The food alone could justify a pilgrimage. Atlanta’s culinary identity is a Venn diagram where collard greens and Korean tacos overlap, where a James Beard-winning chef might sling fried catfish next to a vegan bakery run by sisters from Trinidad. The city devours tradition and reinvents it daily. At Sweet Auburn Curb Market, the smell of boiled peanuts tangles with incense from the Ethiopian spice vendor, and you realize this is what progress tastes like: messy, layered, unapologetically bold. The airport, that ceaseless hive of connections, dumps the world into Georgia’s lap every hour. You hear six languages before you reach the MARTA train.
Same day service available. Order your Atlanta floral delivery and surprise someone today!
What’s thrilling is how Atlanta wears its ambition. Cranes dot the skyline like abstract birds, erecting condos where warehouses once slumped. In Westside, artists turn abandoned factories into galleries, while in Midtown, million-dollar townhouses sprout beside bodegas that still sell loose cigarettes. The city’s soundtrack is equally fragmented: trap beats thump from car windows, a street violinist saws Vivaldi outside the Fox Theatre, and somewhere, always, a church choir harmonizes. Atlanta doesn’t just tolerate dissonance, it thrives on it.
There’s a generosity here, too. At the National Center for Civil and Human Rights, you can press your palm against a glass panel and feel the vibrations of a simulated lunch counter protest, a visceral reminder of the city’s role as both battleground and healer. Locals wear this legacy lightly but proudly. They’ll direct you to the best barbecue joint with the urgency of someone sharing state secrets, then mention their cousin works at the CDC. The city’s universities churn out dreamers and doers, while Fortune 500 companies plant flags beside startups in shared office spaces.

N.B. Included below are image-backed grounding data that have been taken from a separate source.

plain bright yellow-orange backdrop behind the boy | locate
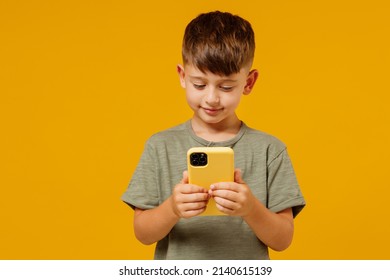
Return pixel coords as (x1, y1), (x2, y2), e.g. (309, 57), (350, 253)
(0, 0), (390, 259)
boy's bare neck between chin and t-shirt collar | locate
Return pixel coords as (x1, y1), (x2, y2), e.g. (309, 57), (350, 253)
(191, 116), (242, 142)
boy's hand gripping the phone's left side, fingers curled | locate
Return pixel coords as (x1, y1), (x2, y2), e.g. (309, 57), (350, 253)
(172, 171), (210, 218)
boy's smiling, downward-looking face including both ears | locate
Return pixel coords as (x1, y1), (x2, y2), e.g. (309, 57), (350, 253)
(177, 64), (258, 124)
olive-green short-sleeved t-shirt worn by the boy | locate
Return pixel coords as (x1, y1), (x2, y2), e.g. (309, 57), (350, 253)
(122, 121), (305, 260)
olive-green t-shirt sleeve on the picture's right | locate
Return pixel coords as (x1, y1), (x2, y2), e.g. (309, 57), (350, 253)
(267, 148), (306, 217)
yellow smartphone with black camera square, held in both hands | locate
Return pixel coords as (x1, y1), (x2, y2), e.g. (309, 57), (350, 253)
(187, 147), (234, 216)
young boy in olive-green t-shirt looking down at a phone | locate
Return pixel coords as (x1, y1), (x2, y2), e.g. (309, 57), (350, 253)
(122, 11), (305, 259)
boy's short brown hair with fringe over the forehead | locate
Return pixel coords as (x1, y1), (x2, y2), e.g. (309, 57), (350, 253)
(182, 11), (255, 76)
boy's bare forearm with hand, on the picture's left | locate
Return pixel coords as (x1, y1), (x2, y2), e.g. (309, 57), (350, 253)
(134, 172), (209, 245)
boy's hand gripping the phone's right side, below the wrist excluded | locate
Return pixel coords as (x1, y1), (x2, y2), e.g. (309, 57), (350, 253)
(209, 169), (256, 217)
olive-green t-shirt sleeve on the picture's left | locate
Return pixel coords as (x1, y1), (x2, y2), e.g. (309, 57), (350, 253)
(122, 141), (159, 209)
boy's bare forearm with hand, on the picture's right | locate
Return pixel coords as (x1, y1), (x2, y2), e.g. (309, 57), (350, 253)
(210, 170), (294, 251)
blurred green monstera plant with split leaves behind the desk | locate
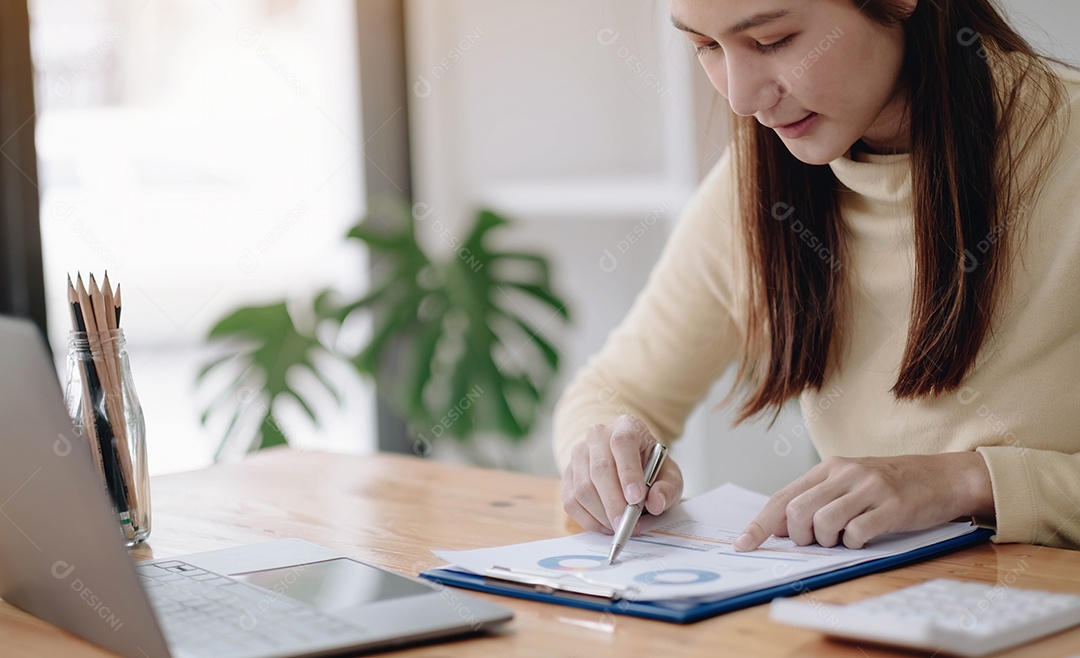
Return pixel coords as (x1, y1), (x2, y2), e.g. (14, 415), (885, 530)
(198, 203), (569, 464)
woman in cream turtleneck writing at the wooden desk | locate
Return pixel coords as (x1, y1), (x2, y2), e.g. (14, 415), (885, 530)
(555, 0), (1080, 550)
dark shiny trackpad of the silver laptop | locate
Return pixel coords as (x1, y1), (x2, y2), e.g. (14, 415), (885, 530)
(229, 558), (432, 616)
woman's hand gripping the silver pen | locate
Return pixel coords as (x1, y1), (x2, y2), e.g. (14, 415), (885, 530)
(563, 416), (683, 535)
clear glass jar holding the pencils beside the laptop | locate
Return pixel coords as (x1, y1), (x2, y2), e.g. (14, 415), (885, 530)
(64, 328), (150, 546)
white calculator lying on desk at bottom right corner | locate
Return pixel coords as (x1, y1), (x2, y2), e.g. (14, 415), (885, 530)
(769, 578), (1080, 656)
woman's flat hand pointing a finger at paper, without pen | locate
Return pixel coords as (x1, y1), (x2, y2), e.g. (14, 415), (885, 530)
(734, 452), (994, 551)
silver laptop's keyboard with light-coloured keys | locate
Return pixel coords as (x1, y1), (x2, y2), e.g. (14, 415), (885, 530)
(137, 560), (364, 658)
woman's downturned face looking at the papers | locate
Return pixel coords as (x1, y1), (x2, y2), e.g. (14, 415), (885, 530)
(671, 0), (917, 164)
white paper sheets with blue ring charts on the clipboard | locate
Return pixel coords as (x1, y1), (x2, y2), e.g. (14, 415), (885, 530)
(435, 484), (974, 601)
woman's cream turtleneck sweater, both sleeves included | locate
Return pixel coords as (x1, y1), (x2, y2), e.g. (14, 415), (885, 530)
(554, 66), (1080, 548)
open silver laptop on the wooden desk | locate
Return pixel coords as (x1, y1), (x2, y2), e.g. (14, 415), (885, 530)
(0, 318), (512, 658)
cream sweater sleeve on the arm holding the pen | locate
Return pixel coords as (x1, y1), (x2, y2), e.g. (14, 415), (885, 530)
(553, 153), (743, 470)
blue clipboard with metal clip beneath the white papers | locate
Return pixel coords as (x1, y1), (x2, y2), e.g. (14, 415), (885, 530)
(420, 527), (994, 623)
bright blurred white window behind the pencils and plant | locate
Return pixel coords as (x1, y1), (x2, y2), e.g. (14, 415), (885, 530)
(30, 0), (372, 473)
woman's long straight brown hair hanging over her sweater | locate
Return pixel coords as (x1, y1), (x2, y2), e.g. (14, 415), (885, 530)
(732, 0), (1065, 421)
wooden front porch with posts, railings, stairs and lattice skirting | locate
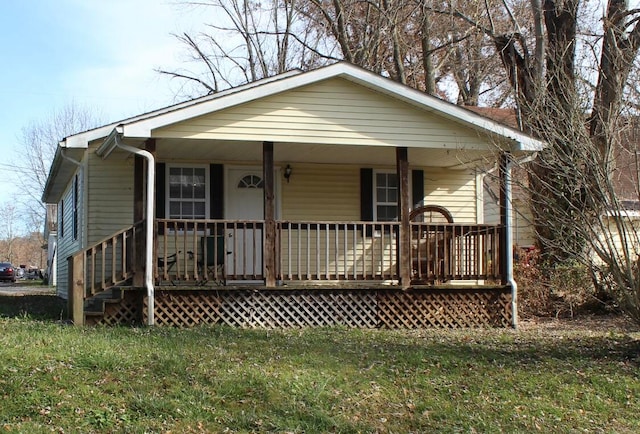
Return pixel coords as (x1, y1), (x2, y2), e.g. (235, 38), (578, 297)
(70, 143), (514, 327)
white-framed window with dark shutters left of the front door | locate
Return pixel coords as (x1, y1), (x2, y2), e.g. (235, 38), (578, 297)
(167, 166), (208, 219)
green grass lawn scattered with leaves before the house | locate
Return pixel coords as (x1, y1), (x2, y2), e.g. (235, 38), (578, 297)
(0, 296), (640, 433)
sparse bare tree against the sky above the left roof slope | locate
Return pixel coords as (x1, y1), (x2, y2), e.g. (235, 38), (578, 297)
(157, 0), (322, 97)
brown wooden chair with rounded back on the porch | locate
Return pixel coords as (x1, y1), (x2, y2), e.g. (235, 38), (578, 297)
(409, 205), (453, 282)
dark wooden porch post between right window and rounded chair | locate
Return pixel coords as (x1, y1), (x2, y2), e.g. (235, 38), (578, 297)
(396, 147), (411, 289)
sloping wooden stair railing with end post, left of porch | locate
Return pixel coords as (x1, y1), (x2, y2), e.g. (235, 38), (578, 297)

To love Atlanta is to love its unfinishedness. The potholes on Peachtree Street, the way the train sometimes skips your stop, the August heat that wraps around you like a wet quilt, these are not flaws but features. The city is a work in progress, a perpetual beta test where every misstep is a chance to iterate. It’s a place where you can stumble into a poetry slam in a converted firehouse, then chat with a stranger about the best way to grow okra. Atlanta doesn’t seduce you. It pulls you into its rhythm, its chaos, its relentless optimism, until you’re sweating through your shirt and grinning for no reason. You’ll want to stay. Almost everyone does.